Oregon signs onto national legal settlement over opioid crisis
Oregon has now joined the ranks of states who’ve signed on to a $26 billion legal settlement with Johnson & Johnson and three drug distributors over the companies’ alleged roles in the opioid epidemic.
Attorney General Ellen Rosenblum announced on Twitter Monday that the state stands to receive up to $332 million from the agreement over the next 18 years, money that will be used on drug treatment and abuse prevention.
“These funds will make a huge difference in how we address substance use disorders going forward and will help put a stop to this decades-long epidemic that continues to cause death and heartache to countless Oregonians and their families,” Rosenblum tweeted.
Oregon’s announcement comes as a 30-day window for states to sign off on the nationwide settlement, announced last month, comes to a close. The majority of states have agreed to the deal, according to Rosenblum, though some have balked. Among them: Washington, where Attorney General Bob Ferguson rejected the deal, saying the state could get more money in court.
The settlement would end legal claims against Johnson & Johnson and the “big three” drug distributors — McKesson, AmerisourceBergen and Cardinal Health — over allegations they exacerbated the nation’s opioid crisis by distributing pills to vulnerable areas and downplaying how addictive they could become, among other things.
Johnson & Johnson has denied wrongdoing, but as part of the agreement will no longer deal in opioids.
How much Oregon actually reaps from the settlement will depend on local governments. If cities and counties around the state agree to waive their legal claims against the companies, Oregon is expected to receive more than $330 million. If not, the amount would be less.

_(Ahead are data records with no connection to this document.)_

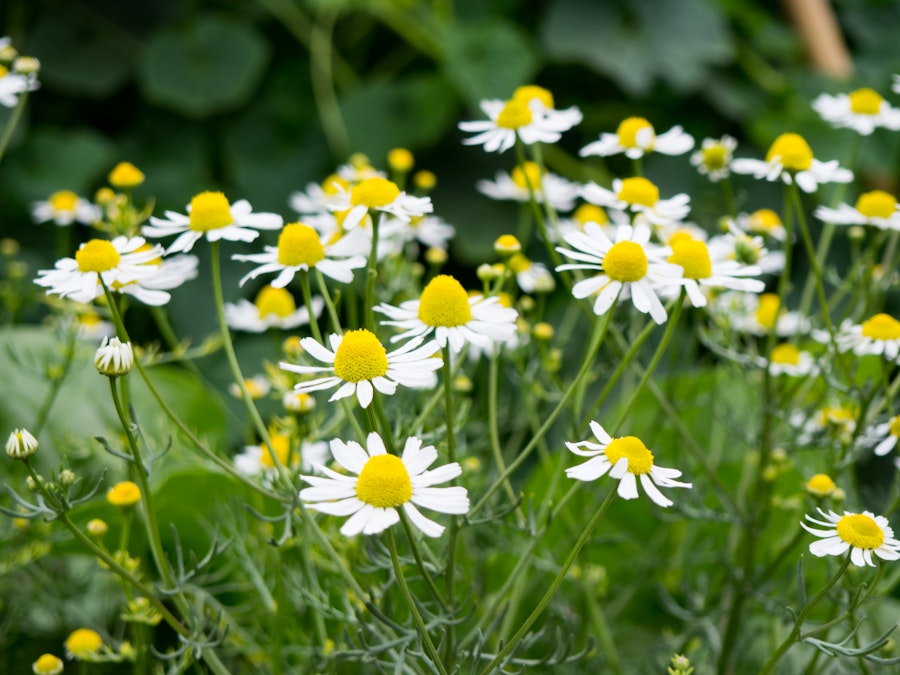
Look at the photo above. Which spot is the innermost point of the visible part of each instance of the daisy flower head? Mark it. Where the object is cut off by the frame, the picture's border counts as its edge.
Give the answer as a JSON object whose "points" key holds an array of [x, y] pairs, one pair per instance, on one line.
{"points": [[877, 208], [639, 195], [359, 364], [791, 159], [625, 459], [210, 214], [382, 484], [860, 533], [64, 208], [630, 266], [863, 110], [452, 315], [635, 136]]}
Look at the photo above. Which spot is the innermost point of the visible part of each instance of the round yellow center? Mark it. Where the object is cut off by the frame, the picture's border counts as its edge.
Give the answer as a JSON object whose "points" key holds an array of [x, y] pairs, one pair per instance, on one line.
{"points": [[876, 204], [625, 262], [638, 191], [693, 256], [793, 152], [865, 101], [881, 327], [444, 302], [210, 211], [298, 245], [384, 482], [628, 131], [860, 531], [640, 459], [98, 255], [275, 301], [515, 114], [360, 356], [64, 200]]}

According to the Oregon Department of Justice, the state has two years to reach agreement with local governments with respect to the drug distributors’ $21 billion piece of the deal. Governments have one year to reach any agreement when it comes to $5 billion in payouts from Johnson & Johnson.
The $26 billion settlement is the second-largest in history, after a $246 billion settlement with tobacco producers in 1998.
According to the Centers for Disease Control and Prevention, a record 93,000 Americans died from a drug overdose last year, a 30% increase from the year before.
In Oregon, overdose deaths from prescription opioids actually decreased markedly between 2006 and 2018, but deaths from heroin and synthetics like fentanyl are rising. Rosenblum said last month that 462 people died in 2020 from unintentional opioid overdose, compared with 280 the year before.